The authors provide a comprehensive overview of the role of axillary lymphadenectomy in the treatment of early-stage breast cancer. They do not argue against lymphadenectomy for patients with clinical T2 and 3 tumors and clinical N1 and 2 nodes. However, for clinical N0 cancers and for postmenopausal patients with hormone-receptor-positive tumors, the authors propose radiotherapy to the axilla as a modality less expensive than surgery and with fewer complications. They suggest observation only for lesions associated with a less than 10% to 15% chance of axillary metastasis (T1a cancers, tubular carcinomas, ductal carcinoma in situ [DCIS] with microinvasion). However, for patients with lesionsless than 1 cm with high-risk features (presence of tumor emboli in vessels, poor nuclear grade, etc), axillary lymphadenectomy should continue to serve as a refined prognostic indicator for selection of patients for adjuvant therapy.
Although countless studies have attempted to define a group of patients with no risk for axillary metastases, none has been found, except women with DCIS only. Thus, we may well miss an N1 cancer if an axillary lymphadenectomy is omitted. The authors imply that this risk is irrelevant for postmenopausal women, since tamoxifen(Drug information on tamoxifen) and/or axillary radiotherapy will suffice for those with clinically occult nodal metastases. However, recent trials have proven tamoxifen plus chemotherapy to be superior to tamoxifen alone, particularly in node-positive but also in node-negative patients. Even if medical oncologists were unwilling to recommend chemotherapy and tamoxifen for all patients, there would still be a need for accurate surgical staging for this group.
As for those with a low (10% to 15%) risk for metastases, we are given a socioeconomic argument from Cady that it would cost $1 million per life saved via axillary lymphadenectomies for these women. I believe his assumptions to be incorrect ($10,000 per axillary lymphadenectomy, only 1 of 15 with positive nodes identified saved), and would argue that the actual cost (not charge) would be closer to $6,000, with potentially five lives saved by appropriate adjuvant treatment. This would reduce the cost per life saved from $1 million to $120,000much less than the $300,000 per life saved that our society approved with auto air bag legislation and well within the economic guidelines justifying medical procedures.

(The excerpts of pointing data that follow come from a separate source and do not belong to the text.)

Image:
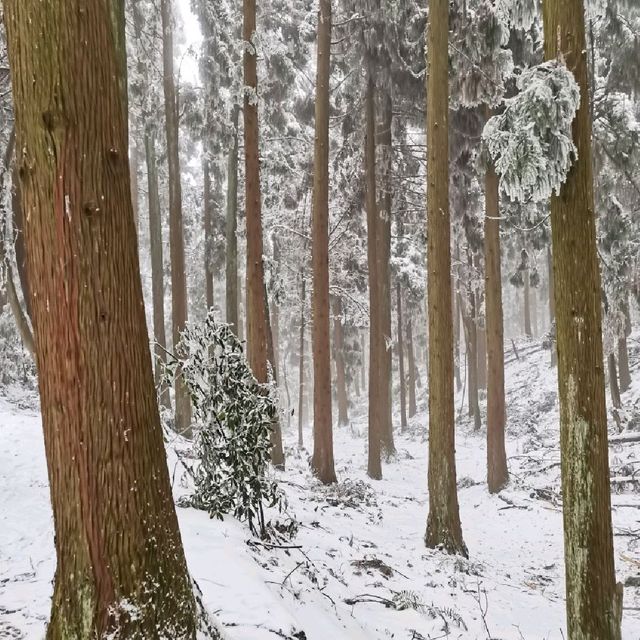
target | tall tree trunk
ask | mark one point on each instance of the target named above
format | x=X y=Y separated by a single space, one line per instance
x=552 y=306
x=443 y=523
x=456 y=329
x=497 y=471
x=363 y=366
x=157 y=266
x=623 y=352
x=303 y=295
x=19 y=242
x=472 y=359
x=135 y=189
x=10 y=294
x=614 y=389
x=401 y=372
x=412 y=369
x=384 y=140
x=341 y=375
x=232 y=226
x=259 y=342
x=179 y=307
x=594 y=603
x=481 y=342
x=526 y=292
x=121 y=568
x=374 y=467
x=208 y=227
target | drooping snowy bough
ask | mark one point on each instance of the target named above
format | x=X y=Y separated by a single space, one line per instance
x=530 y=142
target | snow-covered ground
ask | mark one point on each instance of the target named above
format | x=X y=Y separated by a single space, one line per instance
x=358 y=568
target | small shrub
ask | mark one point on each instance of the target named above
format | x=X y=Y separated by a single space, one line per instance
x=233 y=418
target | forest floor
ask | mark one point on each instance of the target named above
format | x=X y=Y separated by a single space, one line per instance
x=358 y=568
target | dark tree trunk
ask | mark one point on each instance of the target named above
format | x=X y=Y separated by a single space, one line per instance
x=179 y=307
x=232 y=227
x=121 y=568
x=376 y=359
x=341 y=375
x=259 y=342
x=401 y=372
x=443 y=523
x=322 y=461
x=594 y=603
x=623 y=352
x=208 y=228
x=157 y=266
x=497 y=471
x=301 y=364
x=552 y=306
x=412 y=370
x=384 y=141
x=526 y=294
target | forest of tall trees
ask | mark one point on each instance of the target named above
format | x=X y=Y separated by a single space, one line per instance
x=333 y=270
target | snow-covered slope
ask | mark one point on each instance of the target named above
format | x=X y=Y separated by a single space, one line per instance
x=358 y=568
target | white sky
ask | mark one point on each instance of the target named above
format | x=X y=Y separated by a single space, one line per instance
x=188 y=63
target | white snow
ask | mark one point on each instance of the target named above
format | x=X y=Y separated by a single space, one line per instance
x=512 y=586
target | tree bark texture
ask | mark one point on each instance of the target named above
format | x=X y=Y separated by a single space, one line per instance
x=374 y=466
x=593 y=600
x=497 y=471
x=401 y=370
x=411 y=363
x=208 y=208
x=259 y=342
x=232 y=226
x=157 y=266
x=303 y=295
x=179 y=307
x=121 y=569
x=338 y=356
x=384 y=150
x=443 y=522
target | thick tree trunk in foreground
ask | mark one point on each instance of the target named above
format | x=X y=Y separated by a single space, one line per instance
x=374 y=467
x=443 y=523
x=232 y=227
x=338 y=356
x=121 y=569
x=401 y=372
x=594 y=602
x=322 y=461
x=497 y=472
x=179 y=307
x=157 y=266
x=412 y=369
x=259 y=342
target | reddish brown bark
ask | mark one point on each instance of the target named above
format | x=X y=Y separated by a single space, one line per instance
x=259 y=344
x=121 y=568
x=443 y=522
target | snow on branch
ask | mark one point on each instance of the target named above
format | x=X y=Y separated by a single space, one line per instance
x=530 y=142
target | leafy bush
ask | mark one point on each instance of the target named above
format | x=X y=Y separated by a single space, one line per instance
x=233 y=417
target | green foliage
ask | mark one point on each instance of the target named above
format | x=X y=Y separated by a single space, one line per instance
x=233 y=416
x=531 y=142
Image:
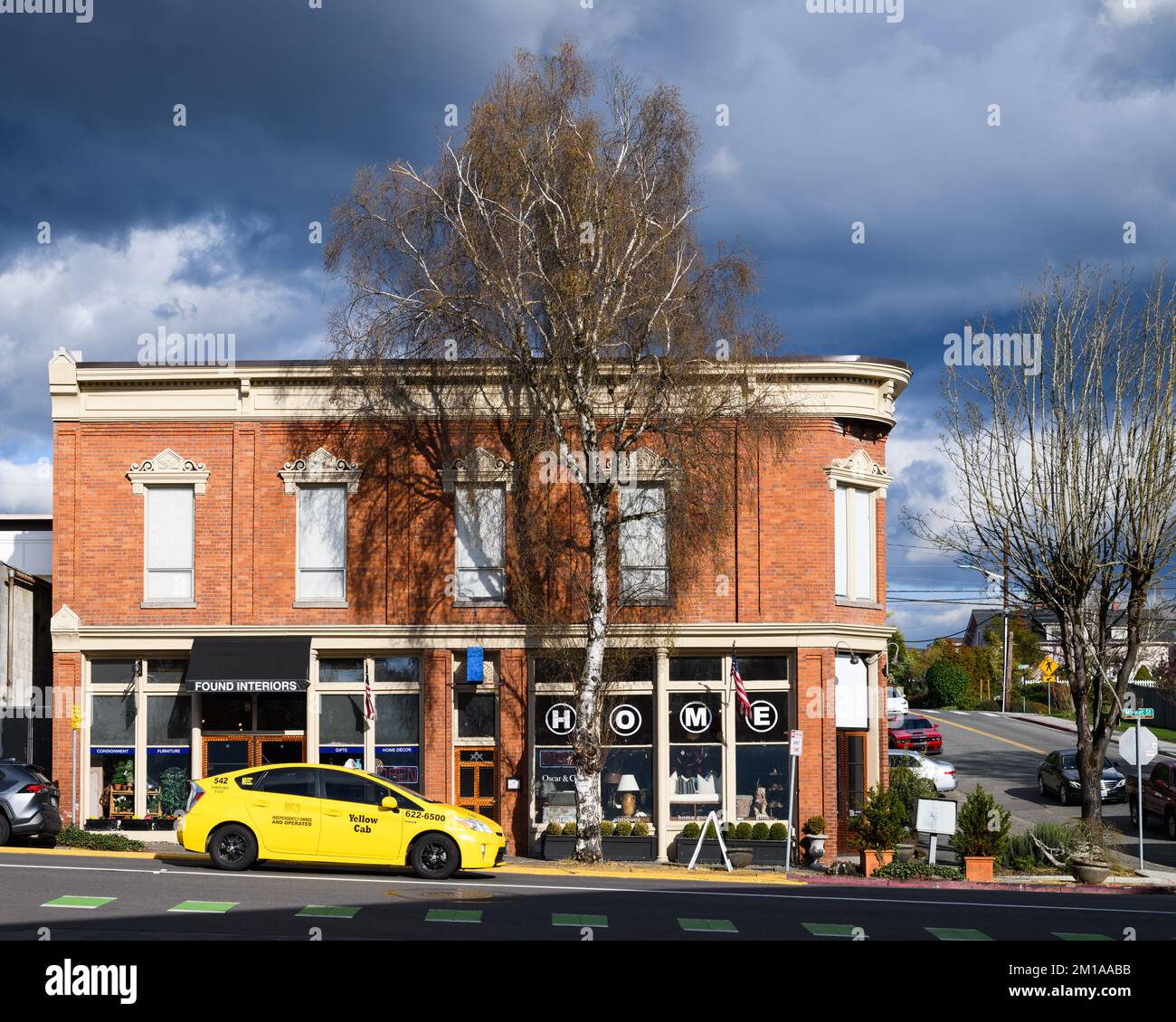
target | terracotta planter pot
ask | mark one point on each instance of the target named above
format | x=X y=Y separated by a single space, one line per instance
x=873 y=858
x=979 y=867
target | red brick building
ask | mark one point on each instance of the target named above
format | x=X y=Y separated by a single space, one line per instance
x=195 y=505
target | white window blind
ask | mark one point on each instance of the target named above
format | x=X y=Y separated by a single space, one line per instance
x=169 y=543
x=645 y=573
x=853 y=517
x=480 y=513
x=322 y=543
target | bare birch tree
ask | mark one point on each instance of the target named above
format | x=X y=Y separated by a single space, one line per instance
x=545 y=274
x=1067 y=478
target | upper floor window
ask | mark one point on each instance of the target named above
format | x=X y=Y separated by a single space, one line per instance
x=322 y=484
x=322 y=543
x=479 y=484
x=169 y=485
x=480 y=520
x=171 y=521
x=857 y=481
x=645 y=568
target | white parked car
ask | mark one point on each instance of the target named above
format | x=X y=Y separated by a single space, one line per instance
x=941 y=772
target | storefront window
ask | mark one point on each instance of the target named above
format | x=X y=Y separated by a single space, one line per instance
x=341 y=672
x=112 y=752
x=761 y=758
x=695 y=754
x=168 y=752
x=341 y=727
x=398 y=737
x=398 y=668
x=166 y=672
x=627 y=781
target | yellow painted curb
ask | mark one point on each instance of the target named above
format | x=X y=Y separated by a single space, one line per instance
x=708 y=876
x=189 y=856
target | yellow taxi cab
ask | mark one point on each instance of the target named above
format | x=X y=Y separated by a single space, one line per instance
x=316 y=813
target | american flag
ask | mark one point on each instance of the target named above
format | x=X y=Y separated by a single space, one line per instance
x=744 y=704
x=368 y=699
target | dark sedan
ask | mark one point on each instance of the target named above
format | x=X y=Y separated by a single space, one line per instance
x=1058 y=774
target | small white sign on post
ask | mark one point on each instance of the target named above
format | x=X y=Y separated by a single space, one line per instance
x=1139 y=746
x=935 y=817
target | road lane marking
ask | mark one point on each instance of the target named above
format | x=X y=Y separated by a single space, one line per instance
x=204 y=907
x=987 y=734
x=693 y=926
x=329 y=912
x=453 y=915
x=831 y=929
x=77 y=901
x=498 y=885
x=951 y=934
x=564 y=920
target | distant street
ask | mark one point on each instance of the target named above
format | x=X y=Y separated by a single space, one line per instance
x=1002 y=754
x=75 y=897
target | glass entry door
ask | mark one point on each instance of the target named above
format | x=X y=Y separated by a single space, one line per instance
x=477 y=768
x=222 y=754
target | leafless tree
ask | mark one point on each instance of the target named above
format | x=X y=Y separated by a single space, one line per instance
x=1068 y=480
x=545 y=278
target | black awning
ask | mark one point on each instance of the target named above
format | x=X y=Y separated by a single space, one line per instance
x=248 y=665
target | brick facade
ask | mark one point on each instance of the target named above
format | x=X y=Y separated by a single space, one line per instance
x=400 y=549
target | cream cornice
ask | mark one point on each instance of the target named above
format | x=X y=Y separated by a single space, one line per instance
x=258 y=392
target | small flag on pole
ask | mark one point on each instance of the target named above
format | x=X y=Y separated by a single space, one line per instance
x=744 y=704
x=368 y=699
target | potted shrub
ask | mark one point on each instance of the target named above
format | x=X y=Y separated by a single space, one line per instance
x=877 y=829
x=982 y=830
x=814 y=838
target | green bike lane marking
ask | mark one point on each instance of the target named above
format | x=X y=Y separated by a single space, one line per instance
x=564 y=920
x=77 y=901
x=951 y=934
x=329 y=912
x=453 y=915
x=693 y=926
x=208 y=907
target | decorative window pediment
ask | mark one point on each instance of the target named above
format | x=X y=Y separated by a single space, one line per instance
x=643 y=465
x=167 y=468
x=321 y=467
x=478 y=467
x=858 y=469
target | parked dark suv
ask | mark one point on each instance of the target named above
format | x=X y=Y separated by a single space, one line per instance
x=28 y=802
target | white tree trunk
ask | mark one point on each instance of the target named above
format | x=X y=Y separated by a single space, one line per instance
x=586 y=740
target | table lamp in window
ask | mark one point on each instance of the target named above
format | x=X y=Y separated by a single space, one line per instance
x=628 y=790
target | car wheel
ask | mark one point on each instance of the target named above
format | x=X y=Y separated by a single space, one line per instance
x=233 y=847
x=435 y=856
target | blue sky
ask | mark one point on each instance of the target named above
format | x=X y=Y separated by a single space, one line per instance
x=834 y=118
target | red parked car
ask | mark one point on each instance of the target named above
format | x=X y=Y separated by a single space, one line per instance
x=913 y=732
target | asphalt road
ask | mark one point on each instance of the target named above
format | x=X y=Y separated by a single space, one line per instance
x=1002 y=754
x=136 y=899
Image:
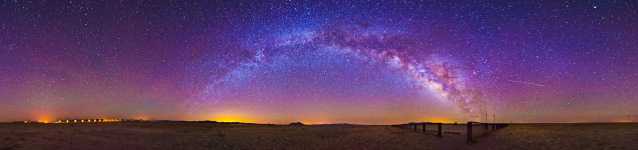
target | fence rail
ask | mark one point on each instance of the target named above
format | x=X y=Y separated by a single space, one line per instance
x=473 y=130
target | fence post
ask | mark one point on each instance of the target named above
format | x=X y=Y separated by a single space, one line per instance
x=469 y=133
x=423 y=127
x=440 y=133
x=486 y=126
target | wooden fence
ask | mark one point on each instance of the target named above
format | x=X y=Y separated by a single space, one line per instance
x=473 y=130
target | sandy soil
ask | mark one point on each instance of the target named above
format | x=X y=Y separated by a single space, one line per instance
x=120 y=136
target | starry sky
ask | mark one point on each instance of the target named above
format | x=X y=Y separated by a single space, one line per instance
x=320 y=61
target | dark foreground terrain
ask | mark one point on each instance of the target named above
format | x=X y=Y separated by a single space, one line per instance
x=191 y=135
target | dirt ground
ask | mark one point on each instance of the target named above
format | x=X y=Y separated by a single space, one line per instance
x=190 y=135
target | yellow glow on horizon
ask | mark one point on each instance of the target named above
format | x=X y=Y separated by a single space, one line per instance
x=44 y=119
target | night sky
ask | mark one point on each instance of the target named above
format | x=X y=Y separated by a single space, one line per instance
x=323 y=61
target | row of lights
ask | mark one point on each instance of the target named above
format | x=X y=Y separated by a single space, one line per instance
x=87 y=121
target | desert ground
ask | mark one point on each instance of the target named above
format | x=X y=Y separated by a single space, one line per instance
x=208 y=135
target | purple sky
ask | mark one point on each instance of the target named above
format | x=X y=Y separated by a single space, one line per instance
x=320 y=61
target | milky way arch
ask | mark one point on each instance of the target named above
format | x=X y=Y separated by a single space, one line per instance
x=432 y=73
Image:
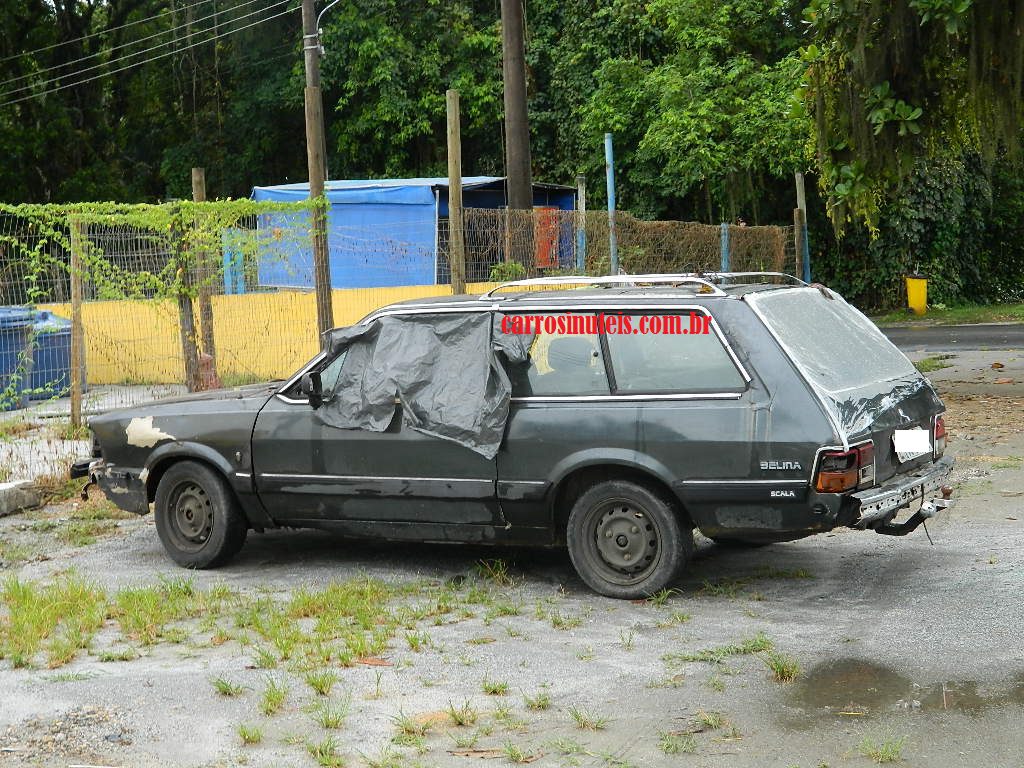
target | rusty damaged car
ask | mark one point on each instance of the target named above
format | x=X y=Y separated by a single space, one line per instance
x=777 y=413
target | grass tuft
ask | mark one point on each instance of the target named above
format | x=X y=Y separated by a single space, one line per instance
x=273 y=696
x=250 y=734
x=677 y=743
x=887 y=751
x=587 y=721
x=226 y=687
x=784 y=668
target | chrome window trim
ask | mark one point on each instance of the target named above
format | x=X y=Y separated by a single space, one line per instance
x=561 y=307
x=629 y=397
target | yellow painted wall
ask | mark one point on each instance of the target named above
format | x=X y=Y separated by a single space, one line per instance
x=258 y=336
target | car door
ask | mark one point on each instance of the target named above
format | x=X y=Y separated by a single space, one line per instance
x=388 y=483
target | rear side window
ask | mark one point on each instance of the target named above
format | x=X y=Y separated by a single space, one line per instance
x=672 y=363
x=562 y=364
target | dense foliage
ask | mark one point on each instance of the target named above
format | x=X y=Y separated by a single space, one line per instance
x=906 y=113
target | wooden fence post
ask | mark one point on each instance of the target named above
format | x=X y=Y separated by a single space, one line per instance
x=798 y=242
x=186 y=317
x=77 y=372
x=206 y=270
x=457 y=242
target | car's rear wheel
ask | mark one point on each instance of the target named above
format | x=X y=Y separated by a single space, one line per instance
x=627 y=541
x=198 y=517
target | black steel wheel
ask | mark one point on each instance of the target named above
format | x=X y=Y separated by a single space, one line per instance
x=198 y=517
x=627 y=541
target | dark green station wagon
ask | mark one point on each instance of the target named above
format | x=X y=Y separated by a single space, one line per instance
x=609 y=415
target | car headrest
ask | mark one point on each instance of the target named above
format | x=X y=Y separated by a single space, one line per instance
x=569 y=352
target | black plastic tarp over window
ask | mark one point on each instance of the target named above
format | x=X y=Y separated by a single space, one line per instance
x=443 y=369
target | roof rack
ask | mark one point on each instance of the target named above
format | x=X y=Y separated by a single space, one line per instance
x=720 y=276
x=612 y=280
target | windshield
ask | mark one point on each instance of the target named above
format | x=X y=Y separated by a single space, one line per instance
x=834 y=345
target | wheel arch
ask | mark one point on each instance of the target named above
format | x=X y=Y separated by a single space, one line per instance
x=574 y=477
x=166 y=456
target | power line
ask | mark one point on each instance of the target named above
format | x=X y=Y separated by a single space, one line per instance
x=102 y=32
x=145 y=61
x=127 y=56
x=130 y=42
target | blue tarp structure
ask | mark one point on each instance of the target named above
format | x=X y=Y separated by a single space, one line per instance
x=380 y=231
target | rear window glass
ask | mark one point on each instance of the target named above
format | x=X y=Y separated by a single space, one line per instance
x=833 y=344
x=658 y=363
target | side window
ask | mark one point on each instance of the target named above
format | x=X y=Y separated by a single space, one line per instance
x=672 y=361
x=331 y=372
x=565 y=359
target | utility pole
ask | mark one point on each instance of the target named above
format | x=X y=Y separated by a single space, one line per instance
x=457 y=244
x=315 y=162
x=520 y=187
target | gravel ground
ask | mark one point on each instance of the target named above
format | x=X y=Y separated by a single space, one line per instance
x=899 y=641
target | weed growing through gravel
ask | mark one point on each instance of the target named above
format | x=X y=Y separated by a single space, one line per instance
x=784 y=668
x=539 y=701
x=887 y=751
x=710 y=720
x=756 y=644
x=515 y=754
x=322 y=681
x=250 y=734
x=326 y=753
x=417 y=641
x=462 y=716
x=59 y=617
x=659 y=598
x=273 y=696
x=496 y=570
x=331 y=716
x=125 y=654
x=226 y=687
x=587 y=721
x=677 y=743
x=495 y=687
x=388 y=758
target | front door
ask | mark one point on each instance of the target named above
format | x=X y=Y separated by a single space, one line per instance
x=308 y=472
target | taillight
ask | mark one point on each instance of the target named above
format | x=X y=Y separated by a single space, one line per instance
x=846 y=470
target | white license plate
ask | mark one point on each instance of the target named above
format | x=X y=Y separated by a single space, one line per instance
x=909 y=443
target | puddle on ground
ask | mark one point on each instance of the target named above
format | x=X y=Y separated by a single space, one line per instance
x=855 y=687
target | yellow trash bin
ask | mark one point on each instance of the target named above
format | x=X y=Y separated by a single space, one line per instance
x=916 y=293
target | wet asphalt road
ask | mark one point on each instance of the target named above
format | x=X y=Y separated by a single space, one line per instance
x=956 y=338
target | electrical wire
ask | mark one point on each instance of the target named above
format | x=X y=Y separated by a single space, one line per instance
x=139 y=64
x=102 y=32
x=126 y=56
x=130 y=42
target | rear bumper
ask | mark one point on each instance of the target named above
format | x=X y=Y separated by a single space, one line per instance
x=878 y=506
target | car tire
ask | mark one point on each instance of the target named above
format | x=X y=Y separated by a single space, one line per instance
x=628 y=541
x=199 y=520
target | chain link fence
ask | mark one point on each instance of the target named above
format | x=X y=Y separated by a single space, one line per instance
x=192 y=296
x=554 y=242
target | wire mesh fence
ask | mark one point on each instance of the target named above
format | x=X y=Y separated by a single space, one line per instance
x=554 y=242
x=190 y=296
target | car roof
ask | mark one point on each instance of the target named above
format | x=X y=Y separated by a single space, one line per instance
x=568 y=297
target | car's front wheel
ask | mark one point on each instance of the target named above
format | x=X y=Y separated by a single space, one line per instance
x=628 y=541
x=198 y=517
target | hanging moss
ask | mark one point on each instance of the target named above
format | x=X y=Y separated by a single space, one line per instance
x=892 y=82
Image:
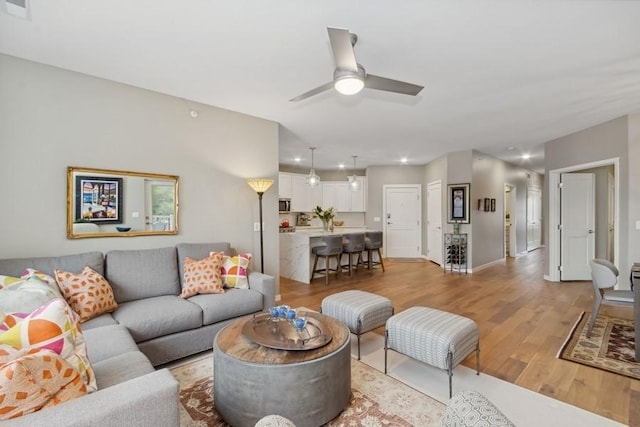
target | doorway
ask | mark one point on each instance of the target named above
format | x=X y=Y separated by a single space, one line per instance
x=510 y=243
x=434 y=222
x=402 y=221
x=534 y=218
x=555 y=243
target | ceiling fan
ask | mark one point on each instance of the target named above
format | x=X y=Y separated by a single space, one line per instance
x=350 y=77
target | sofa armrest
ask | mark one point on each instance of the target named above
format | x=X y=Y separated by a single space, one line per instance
x=266 y=285
x=150 y=400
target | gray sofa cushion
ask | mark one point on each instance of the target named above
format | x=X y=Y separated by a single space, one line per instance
x=154 y=317
x=73 y=263
x=97 y=322
x=145 y=273
x=121 y=368
x=198 y=251
x=233 y=303
x=108 y=341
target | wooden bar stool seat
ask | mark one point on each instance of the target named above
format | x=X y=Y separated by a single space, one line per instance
x=352 y=244
x=331 y=247
x=373 y=242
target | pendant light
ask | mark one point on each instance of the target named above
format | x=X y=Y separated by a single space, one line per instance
x=312 y=179
x=353 y=179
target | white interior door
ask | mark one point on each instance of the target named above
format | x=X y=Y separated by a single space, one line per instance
x=403 y=228
x=510 y=220
x=534 y=219
x=577 y=219
x=434 y=222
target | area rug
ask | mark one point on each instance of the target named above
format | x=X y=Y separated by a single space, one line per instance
x=376 y=399
x=611 y=346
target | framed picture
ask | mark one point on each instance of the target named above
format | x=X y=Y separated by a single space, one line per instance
x=98 y=199
x=459 y=203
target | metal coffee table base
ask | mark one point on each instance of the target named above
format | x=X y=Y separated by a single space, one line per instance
x=310 y=393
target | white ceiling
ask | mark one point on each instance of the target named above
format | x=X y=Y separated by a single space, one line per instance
x=497 y=74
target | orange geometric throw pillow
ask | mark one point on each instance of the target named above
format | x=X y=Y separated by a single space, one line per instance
x=88 y=293
x=203 y=276
x=32 y=379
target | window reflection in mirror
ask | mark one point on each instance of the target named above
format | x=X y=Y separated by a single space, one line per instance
x=109 y=203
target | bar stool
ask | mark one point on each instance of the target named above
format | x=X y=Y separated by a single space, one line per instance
x=353 y=243
x=331 y=248
x=373 y=242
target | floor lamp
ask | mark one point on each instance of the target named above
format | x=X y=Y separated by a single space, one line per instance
x=260 y=185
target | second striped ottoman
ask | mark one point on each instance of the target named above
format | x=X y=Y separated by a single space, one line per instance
x=360 y=311
x=432 y=336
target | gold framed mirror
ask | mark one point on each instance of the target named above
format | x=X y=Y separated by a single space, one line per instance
x=110 y=203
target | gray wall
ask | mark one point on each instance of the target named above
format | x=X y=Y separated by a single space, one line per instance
x=605 y=141
x=633 y=192
x=52 y=118
x=488 y=227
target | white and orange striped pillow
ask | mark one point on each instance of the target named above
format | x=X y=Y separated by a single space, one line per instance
x=203 y=276
x=88 y=293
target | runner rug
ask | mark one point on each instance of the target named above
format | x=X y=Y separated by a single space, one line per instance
x=376 y=399
x=611 y=346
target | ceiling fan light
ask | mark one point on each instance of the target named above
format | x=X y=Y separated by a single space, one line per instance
x=349 y=85
x=354 y=183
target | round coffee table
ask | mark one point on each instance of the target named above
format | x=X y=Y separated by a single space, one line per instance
x=250 y=381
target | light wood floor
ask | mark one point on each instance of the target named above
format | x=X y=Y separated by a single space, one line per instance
x=523 y=321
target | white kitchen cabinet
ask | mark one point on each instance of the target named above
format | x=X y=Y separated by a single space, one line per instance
x=284 y=186
x=343 y=199
x=303 y=197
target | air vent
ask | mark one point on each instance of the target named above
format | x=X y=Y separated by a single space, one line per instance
x=17 y=8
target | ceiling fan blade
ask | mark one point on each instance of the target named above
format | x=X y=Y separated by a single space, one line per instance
x=312 y=92
x=342 y=49
x=390 y=85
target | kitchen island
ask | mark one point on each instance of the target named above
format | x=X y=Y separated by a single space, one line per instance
x=296 y=259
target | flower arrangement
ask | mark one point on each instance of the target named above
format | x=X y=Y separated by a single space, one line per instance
x=325 y=215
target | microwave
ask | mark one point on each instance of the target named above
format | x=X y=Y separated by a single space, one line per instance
x=284 y=205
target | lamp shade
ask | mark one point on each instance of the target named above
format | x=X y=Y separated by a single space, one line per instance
x=349 y=85
x=260 y=185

Clearly, the status of axillary lymphadenectomy would improve if fewer complications and fewer unnecessary lymphadenectomies were to be performed. We believe that the incidence of lymphedema can be maintained below 3% with careful surgery that avoids the lymphatics coursing along the axillary vein. The numbness can be reduced to a minimum with avoidance of most intercostobrachial nerves. As for the obviation of axillary lymphadenectomy for patients with truly uninvolved nodes, many are working toward this end with studies of sentinel lymphadenectomy. This procedure can be performed under sedation accompanying lumpectomy in the outpatient setting.
If the sentinel node or nodes found are uninvolved, there is strong evidence suggesting that the remainder of the axilla is also uninvolved. The procedure is much less accurate after excisional breast biopsy. Thus, if this technology is to be accepted, more stereotactic core-needle or fine-needle biopsies will need to be done. Given the obvious savings in morbidity and cost, as well as the increased accuracy over observation alone, sentinel lymphadenectomy would seem to be the technique of choice for all patients with a clinically negative axilla. As for the relative therapeutic value and morbidity of axillary radiotherapy and surgical lymphadenectomy, perhaps they could be formally tested (as they never have been) in patients with involved sentinel nodes.